Fisher is a role the swanlike Markell, 50, could have played in earlier years. Instead, the headstrong heroine is portrayed in the movie by Bryce Dallas Howard (daughter of actor/director Ron Howard), while Jimmy is played by Chris Evans (perhaps best known as "the Human Torch" in "The Fantastic Four" movies). When one of Fisher's borrowed $5,000 diamond earrings disappears during a party, Jimmy is among the suspects.
The impressive supporting cast includes Ann-Margret, Will Patton, Ellen Burstyn (as a bedridden opium addict) and Meryl Streep's daughter, Mamie Gummer.
"I love working with actors and I love being able to provide an environment for them to make discoveries," said Markell, a veteran stage actress, who gathered the cast for five days of rehearsal prior to shooting — a rare luxury in film production.
First published in 1984, "The Loss of a Teardrop Diamond" was forgotten and essentially unknown until it was discovered among the author's papers after Williams' death in 1983.

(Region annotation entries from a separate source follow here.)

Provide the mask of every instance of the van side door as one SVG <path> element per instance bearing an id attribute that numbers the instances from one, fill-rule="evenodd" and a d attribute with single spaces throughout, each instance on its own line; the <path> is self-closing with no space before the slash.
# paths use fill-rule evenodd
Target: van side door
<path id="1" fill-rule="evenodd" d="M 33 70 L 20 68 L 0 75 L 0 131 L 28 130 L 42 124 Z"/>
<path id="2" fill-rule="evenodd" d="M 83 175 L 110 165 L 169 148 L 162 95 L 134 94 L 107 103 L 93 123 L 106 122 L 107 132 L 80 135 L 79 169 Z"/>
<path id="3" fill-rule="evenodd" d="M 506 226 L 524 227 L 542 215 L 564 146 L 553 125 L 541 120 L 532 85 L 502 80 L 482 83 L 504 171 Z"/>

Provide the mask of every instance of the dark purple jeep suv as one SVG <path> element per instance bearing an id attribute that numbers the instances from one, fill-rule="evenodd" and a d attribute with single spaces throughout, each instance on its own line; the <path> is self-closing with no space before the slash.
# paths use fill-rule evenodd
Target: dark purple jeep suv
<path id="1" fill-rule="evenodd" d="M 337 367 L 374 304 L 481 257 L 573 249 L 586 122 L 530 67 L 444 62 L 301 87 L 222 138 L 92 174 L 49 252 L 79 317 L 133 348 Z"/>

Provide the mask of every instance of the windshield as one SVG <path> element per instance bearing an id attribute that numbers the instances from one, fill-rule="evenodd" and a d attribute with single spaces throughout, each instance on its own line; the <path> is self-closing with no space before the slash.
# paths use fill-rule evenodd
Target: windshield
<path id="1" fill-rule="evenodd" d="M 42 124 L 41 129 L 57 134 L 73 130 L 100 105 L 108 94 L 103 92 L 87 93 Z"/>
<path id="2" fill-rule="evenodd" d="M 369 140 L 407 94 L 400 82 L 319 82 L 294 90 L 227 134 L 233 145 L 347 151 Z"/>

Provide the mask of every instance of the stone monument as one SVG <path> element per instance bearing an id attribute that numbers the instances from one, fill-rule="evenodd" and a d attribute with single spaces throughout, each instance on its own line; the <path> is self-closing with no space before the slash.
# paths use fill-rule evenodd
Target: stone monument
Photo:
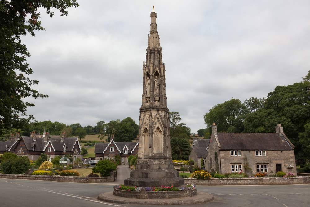
<path id="1" fill-rule="evenodd" d="M 142 106 L 139 117 L 139 148 L 136 169 L 125 185 L 140 187 L 180 186 L 184 180 L 173 169 L 169 110 L 166 95 L 165 64 L 156 23 L 151 13 L 151 30 L 143 62 Z"/>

Williams once told a reporter he was writing the script for actress Julie Harris and Elia Kazan, director of the Broadway and movie versions of "A Streetcar Named Desire," but it's not known whether they ever read "Teardrop."
In the 1950s and through the first half of the 1960s, Williams was a hot name in Hollywood as well as in theater, with his name on the credits of such adaptations and original films as "A Streetcar Named Desire," "Cat on a Hot Tin Roof," "The Fugitive Kind," "Suddenly, Last Summer," "The Night of the Iguana" and "Baby Doll," to name a few.
Markell (whose parents, Herman Markell and Joanne Markell, and two sisters, Ilene Markell and Alison Wetter, live in Memphis) said she devoured all the Williams she could find in high school. Leaving Memphis, she studied acting at Northwestern University and later New York, where a teacher introduced her to the then recently exhumed "Teardrop Diamond" script.
"I immediately felt a connection and affinity with Fisher Willow," Markell said. "I related to her as a young woman with artistic tendencies who felt out of place. ... And I just couldn't believe the setting was Memphis."
After being lost almost three decades, it's no wonder "Teardrop" faced additional hurdles before it could reach the screen, even with a champion like Markell, a busy actress for almost three decades in movies, on TV and, especially, onstage.
Securing the rights from the Williams estate took many years. Markell's status as a first-time feature-film director meant the movie would be modestly budgeted, which is why it was shot in Louisiana (a state with extremely generous financial incentives for filmmakers) instead of Memphis, even though locations in the script include Beale Street and The Peabody.
Lindsay Lohan originally was cast as Fisher Willow, until the actress' offscreen troubles put a temporary halt to her career.
But once Brad Michael Gilbert's Constellation Entertainment company secured funding and Markell was on set in the fall of 2007, "I felt like I was in my element," she said. "I loved working on location in the South. That made my heart sing. I loved being in the world we were creating."
Shot in 28 days, the movie made its debut last year at the Toronto International Film Festival, at a time when "the market crashed completely, the stock market and the movie market." The film is now being distributed theatrically by Paladin, a new company specializing in independent cinema.
"Teardrop Diamond" opened Wednesday in New York and Los Angeles, and expands Friday to Chicago, Seattle, San Francisco, Nashville, Memphis and six other cities.